The increase in the ISA allowance has failed to ignite the market, as rates fell to a record low in August.
A series of new rules introduced in July have failed to arrest a long-term slide in the tax-free accounts.
The average instant access ISA rate has fallen for the fifth consecutive month to just 1.17%, according to Moneyfacts – the lowest on its seven-year records.
The figures show that the majority of rates have been in decline since the changes to ISA products were announced earlier this year.
The amount that can be stashed away tax-free has seen a huge increase to £15,000 per year.
Savers also have much more flexibility over their ISAs. They can now invest their entire allowance in cash, compared to just half prior to July.

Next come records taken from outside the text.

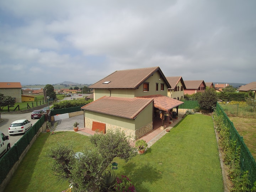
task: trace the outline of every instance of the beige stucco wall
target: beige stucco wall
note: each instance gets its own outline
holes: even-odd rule
[[[168,96],[172,98],[176,98],[176,99],[178,99],[178,97],[179,100],[181,100],[184,98],[184,87],[183,90],[181,91],[181,86],[183,86],[183,85],[180,81],[178,82],[177,86],[180,87],[180,91],[174,91],[173,90],[169,90],[168,92]]]
[[[0,89],[0,93],[4,96],[11,96],[15,98],[15,102],[21,103],[21,88]]]
[[[160,80],[159,81],[159,79]],[[155,73],[150,76],[145,82],[149,83],[149,91],[143,91],[143,83],[137,89],[94,89],[94,100],[98,99],[103,96],[110,96],[111,92],[111,97],[134,97],[146,95],[161,94],[165,96],[167,96],[167,87],[166,83],[162,78],[160,77],[160,75],[158,72]],[[156,84],[158,83],[158,91],[156,90]],[[164,90],[161,91],[161,84],[164,84]]]
[[[85,111],[85,127],[91,129],[92,122],[96,121],[105,123],[106,130],[120,128],[126,135],[140,138],[153,128],[153,110],[151,103],[135,119]]]

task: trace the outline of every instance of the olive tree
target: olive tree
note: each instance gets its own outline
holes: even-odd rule
[[[0,94],[0,109],[2,110],[4,107],[8,106],[14,107],[15,105],[15,98],[8,95],[4,96],[4,94]]]
[[[81,152],[75,153],[72,143],[59,143],[49,148],[47,155],[53,159],[52,169],[60,178],[68,180],[73,191],[96,191],[114,158],[127,161],[136,155],[130,138],[118,129],[96,133],[90,137],[92,146],[86,145]]]
[[[200,107],[208,111],[213,111],[218,101],[217,94],[214,89],[207,87],[199,97],[198,102]]]

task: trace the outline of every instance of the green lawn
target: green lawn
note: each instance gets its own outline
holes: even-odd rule
[[[57,141],[73,140],[75,150],[86,146],[86,136],[73,132],[41,133],[29,151],[6,191],[62,191],[59,180],[46,156]],[[138,192],[223,191],[222,170],[212,117],[191,114],[183,119],[143,155],[127,163],[117,158],[118,175],[127,175]]]

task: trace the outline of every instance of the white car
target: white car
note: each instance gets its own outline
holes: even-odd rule
[[[11,123],[9,127],[9,134],[25,133],[27,131],[32,127],[32,123],[27,119],[16,120]]]
[[[0,157],[11,148],[11,144],[9,141],[9,136],[5,136],[0,131]]]

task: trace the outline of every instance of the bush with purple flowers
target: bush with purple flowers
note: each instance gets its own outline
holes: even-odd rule
[[[116,191],[118,192],[135,192],[135,187],[132,183],[130,180],[127,176],[122,175],[121,178],[117,177],[116,184],[115,186]]]

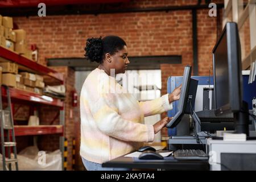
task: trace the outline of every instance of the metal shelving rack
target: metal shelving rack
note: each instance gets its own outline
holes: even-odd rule
[[[58,73],[52,69],[39,64],[33,60],[19,55],[15,52],[0,46],[0,63],[6,61],[16,63],[18,65],[19,71],[26,71],[43,76],[46,85],[54,85],[64,83],[64,76],[62,73]],[[6,90],[3,86],[2,86],[1,89],[2,89],[2,96],[3,100],[5,100],[6,98]],[[14,132],[15,136],[59,134],[60,135],[59,144],[60,150],[62,153],[63,169],[64,127],[65,125],[64,102],[59,98],[42,96],[15,88],[10,88],[9,91],[13,108],[14,108],[13,103],[16,102],[23,103],[27,105],[28,103],[31,103],[35,106],[40,106],[41,105],[49,105],[59,108],[59,125],[39,126],[14,125]]]

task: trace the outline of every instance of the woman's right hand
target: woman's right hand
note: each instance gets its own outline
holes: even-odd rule
[[[160,120],[157,123],[156,123],[155,125],[153,125],[154,126],[154,131],[155,131],[155,134],[158,133],[159,132],[160,130],[162,128],[163,128],[166,125],[170,122],[171,119],[172,119],[172,118],[169,117],[165,117],[163,119]]]

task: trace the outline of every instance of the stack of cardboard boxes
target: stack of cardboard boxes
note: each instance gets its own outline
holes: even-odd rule
[[[0,23],[1,45],[13,51],[16,35],[13,31],[13,18],[0,15]]]
[[[0,67],[2,67],[2,84],[16,87],[16,75],[18,74],[18,65],[15,63],[10,62],[1,63]]]
[[[43,94],[44,88],[42,76],[28,72],[18,74],[18,65],[10,62],[0,63],[0,80],[3,85],[39,94]]]
[[[19,74],[22,77],[20,84],[23,85],[24,90],[39,94],[43,94],[44,82],[42,76],[28,72],[20,72]]]
[[[22,29],[13,28],[13,18],[0,15],[0,45],[34,60],[32,51],[27,48],[26,31]]]

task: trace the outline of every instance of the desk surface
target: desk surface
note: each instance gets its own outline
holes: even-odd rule
[[[104,167],[139,169],[164,169],[172,170],[209,170],[208,161],[158,160],[134,161],[132,158],[121,156],[102,164]]]

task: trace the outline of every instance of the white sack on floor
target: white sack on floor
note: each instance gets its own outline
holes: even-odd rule
[[[18,154],[19,171],[62,170],[61,152],[59,150],[46,153],[45,156],[43,156],[42,153],[39,152],[36,146],[30,146],[20,151]],[[39,154],[41,155],[38,155]],[[13,157],[12,154],[12,158]],[[15,169],[14,163],[12,164],[12,168],[13,170]],[[2,155],[0,154],[0,170],[2,169]]]

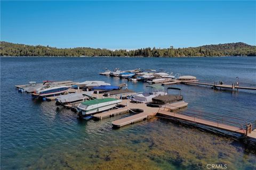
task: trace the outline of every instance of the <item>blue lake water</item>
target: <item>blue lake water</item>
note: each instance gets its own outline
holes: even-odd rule
[[[207,82],[256,86],[256,57],[1,57],[1,166],[11,169],[205,169],[227,164],[229,169],[256,169],[256,155],[233,139],[153,118],[118,130],[111,122],[81,121],[55,103],[38,102],[16,84],[30,81],[102,80],[128,83],[137,92],[146,83],[99,75],[105,67],[164,69]],[[189,103],[184,112],[256,120],[256,92],[214,90],[177,84]],[[207,114],[205,116],[207,116]]]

It is also now possible to transfer riskier stock ISA funds back into cash, whereas this was only previously possible in the other direction. (Find out more.)
But banks have been unwilling to add spark to the market while the Bank of England base rate remains at rock bottom.

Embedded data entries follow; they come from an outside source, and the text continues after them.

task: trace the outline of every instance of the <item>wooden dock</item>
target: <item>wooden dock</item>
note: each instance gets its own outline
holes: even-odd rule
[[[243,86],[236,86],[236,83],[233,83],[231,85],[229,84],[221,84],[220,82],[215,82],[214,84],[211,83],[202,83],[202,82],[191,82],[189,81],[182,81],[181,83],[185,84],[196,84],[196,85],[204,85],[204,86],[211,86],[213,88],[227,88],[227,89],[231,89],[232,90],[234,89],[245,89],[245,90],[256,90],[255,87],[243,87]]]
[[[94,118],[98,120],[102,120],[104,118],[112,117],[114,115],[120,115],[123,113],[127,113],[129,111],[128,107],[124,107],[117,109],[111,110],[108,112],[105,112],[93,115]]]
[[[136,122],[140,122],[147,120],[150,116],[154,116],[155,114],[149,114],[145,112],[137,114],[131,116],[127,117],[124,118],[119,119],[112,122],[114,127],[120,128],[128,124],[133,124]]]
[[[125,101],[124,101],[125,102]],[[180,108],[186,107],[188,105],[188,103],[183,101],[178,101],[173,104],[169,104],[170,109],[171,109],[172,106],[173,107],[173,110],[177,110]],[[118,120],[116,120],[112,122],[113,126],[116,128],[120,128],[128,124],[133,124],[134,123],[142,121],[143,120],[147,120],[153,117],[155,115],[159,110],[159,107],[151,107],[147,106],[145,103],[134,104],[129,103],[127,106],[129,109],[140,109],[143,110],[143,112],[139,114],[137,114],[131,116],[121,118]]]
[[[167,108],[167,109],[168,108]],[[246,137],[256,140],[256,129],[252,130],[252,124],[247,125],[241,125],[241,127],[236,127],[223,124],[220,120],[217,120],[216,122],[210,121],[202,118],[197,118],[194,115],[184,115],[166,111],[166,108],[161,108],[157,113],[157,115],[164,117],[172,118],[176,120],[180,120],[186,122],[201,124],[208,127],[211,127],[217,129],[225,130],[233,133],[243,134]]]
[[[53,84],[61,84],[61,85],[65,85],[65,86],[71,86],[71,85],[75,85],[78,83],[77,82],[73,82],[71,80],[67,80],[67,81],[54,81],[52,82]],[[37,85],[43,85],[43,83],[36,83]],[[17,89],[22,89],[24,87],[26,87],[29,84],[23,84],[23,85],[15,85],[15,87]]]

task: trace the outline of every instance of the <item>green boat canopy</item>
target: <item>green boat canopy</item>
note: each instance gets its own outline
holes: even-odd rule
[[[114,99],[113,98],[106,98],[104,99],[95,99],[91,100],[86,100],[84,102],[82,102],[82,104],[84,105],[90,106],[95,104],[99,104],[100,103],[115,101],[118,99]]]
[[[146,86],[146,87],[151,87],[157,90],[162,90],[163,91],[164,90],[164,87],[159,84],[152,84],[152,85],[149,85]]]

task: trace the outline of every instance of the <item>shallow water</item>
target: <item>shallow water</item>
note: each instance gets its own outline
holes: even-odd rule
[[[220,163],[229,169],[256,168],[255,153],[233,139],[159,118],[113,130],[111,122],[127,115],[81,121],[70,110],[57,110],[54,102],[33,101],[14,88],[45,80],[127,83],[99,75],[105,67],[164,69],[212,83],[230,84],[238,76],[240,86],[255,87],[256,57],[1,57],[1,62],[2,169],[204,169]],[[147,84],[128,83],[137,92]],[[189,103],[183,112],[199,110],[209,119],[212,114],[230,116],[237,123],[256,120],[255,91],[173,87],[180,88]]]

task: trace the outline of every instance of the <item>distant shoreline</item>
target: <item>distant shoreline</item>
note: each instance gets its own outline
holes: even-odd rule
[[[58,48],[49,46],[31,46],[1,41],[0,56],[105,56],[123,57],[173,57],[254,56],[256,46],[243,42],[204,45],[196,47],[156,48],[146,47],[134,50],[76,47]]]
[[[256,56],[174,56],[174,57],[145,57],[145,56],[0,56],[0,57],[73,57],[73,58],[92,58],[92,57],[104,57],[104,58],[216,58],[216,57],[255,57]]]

The average notice ISA returns just 1.30%, while fixed-rate products have also fallen since April, despite a slight recovery in August.
Alternatives to ISAs
The below-inflation average makes taxable accounts a more attractive proposition.

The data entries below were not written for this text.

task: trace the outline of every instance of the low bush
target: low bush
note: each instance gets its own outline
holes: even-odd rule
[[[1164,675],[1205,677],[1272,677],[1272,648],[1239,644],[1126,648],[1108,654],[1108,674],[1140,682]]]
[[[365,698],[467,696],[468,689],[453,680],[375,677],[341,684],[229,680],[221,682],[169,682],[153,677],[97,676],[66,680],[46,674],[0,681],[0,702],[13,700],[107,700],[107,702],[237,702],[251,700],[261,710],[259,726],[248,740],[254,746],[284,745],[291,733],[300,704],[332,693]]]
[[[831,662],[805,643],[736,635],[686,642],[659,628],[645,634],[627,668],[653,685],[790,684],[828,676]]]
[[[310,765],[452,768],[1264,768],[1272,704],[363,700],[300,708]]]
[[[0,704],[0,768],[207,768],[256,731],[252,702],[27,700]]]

Current accounts from Nationwide and TSB are currently offering rates of up to 5%, with the added bonus of instant access.
Likewise, the fixed-rate bonds market is challenging for deposits. A 15-month bond through the Bank of Cyprus UK will return 2.00% gross or 1.60% after tax.
There are also products without the same level of protection offering much more attractive rates.
Castle Trust’s 1 year bond returns 2.25% for one year, and 2.75% for two years. Both are eligible within a stocks and shares ISA.
Savers may be eligible for cover of up to a maximum of £50,000 through the FSCS if Castle Trust becomes insolvent.
Wellesley & Co is also offering attractive rates on peer-to-peer investments for terms between six months and five years. A one-year investment should return 4.00%, while an 18 month term is expected to return an eye-catching 4.65%.
The organisation is not covered by the FSCS, though loans are secured against property in the UK, which boosts the chances of recovering the capital if a borrower defaults.